How to Spot a Phishing Email
Spotting phishing emails is not an easy task, and deciding what is and what is not potentially dangerous often comes down to a matter of importance. Here are some questions you should ask yourself each time an email arrives in your inbox.
Are you expecting it?
This is more than likely the hardest thing to judge. Information comes from many sources, and in some instances emergency information may come from a stranger at an unexpected time. However, if there is any doubt don’t open any attachments or click any links but instead continue to analyse.

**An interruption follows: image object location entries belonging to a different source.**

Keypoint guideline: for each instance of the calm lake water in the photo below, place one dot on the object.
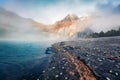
(18, 59)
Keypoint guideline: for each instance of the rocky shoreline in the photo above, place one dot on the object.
(89, 59)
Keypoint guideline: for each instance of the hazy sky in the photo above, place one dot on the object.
(49, 11)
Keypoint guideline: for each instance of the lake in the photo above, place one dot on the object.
(19, 60)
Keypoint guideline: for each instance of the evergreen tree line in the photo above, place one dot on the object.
(106, 34)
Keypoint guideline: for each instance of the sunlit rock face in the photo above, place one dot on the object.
(66, 28)
(13, 26)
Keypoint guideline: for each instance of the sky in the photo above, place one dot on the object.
(50, 11)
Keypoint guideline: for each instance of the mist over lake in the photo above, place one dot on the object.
(19, 59)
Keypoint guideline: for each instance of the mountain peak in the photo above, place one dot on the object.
(71, 17)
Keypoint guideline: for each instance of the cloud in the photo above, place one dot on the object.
(49, 11)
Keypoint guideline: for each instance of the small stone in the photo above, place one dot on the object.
(63, 67)
(53, 67)
(43, 71)
(107, 78)
(116, 74)
(66, 78)
(56, 76)
(110, 71)
(61, 73)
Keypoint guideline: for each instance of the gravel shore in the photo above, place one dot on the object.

Where has the email been sent from?
Providers such as Yahoo, Google and Microsoft offer free, more-or-less anonymous email accounts. Remember that information from Government offices or banking institutions is not going to come from a free service. For example, HMRC will not send information from email@example.com. You should also look out for domains with similar addresses to legitimate organisations – a malicious actor might, for example, create hbsc.com and hope recipients confuse it for hsbc.com.

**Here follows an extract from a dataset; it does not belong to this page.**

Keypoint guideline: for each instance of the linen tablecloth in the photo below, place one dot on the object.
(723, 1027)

Personal emails will usually lend a clue as to who they are from within the email address, and hopefully the message context will provide confirmation that the address is valid. Emails from firstname.lastname@example.org are unlikely to send a CV to a respected financial institution, and if there is any doubt the email should provide a contact number which could be used to verify the information that is being sent.
Sometimes there is a requirement to solicit emails from unknown sources. In such cases a simple security measure would be to state that the subject line should contain a reference number or other identifying detail, making it less likely for random phishing attacks to make it past your analysis.
Should I really open this attachment?
Here we are dealing with the problem itself: you have looked at all the textual information contained within an email body and have decided that the information within the attachment warrants investigation. If the icon next to the picture is one you recognise as a document or a picture, should you click it?
Document types such as .pdf, .xls and .doc should be easily identified, but it is easy to play tricks with these files. Vigilance is the watchword: keep in mind the context of the email text and the expectation you have for these messages before opening them.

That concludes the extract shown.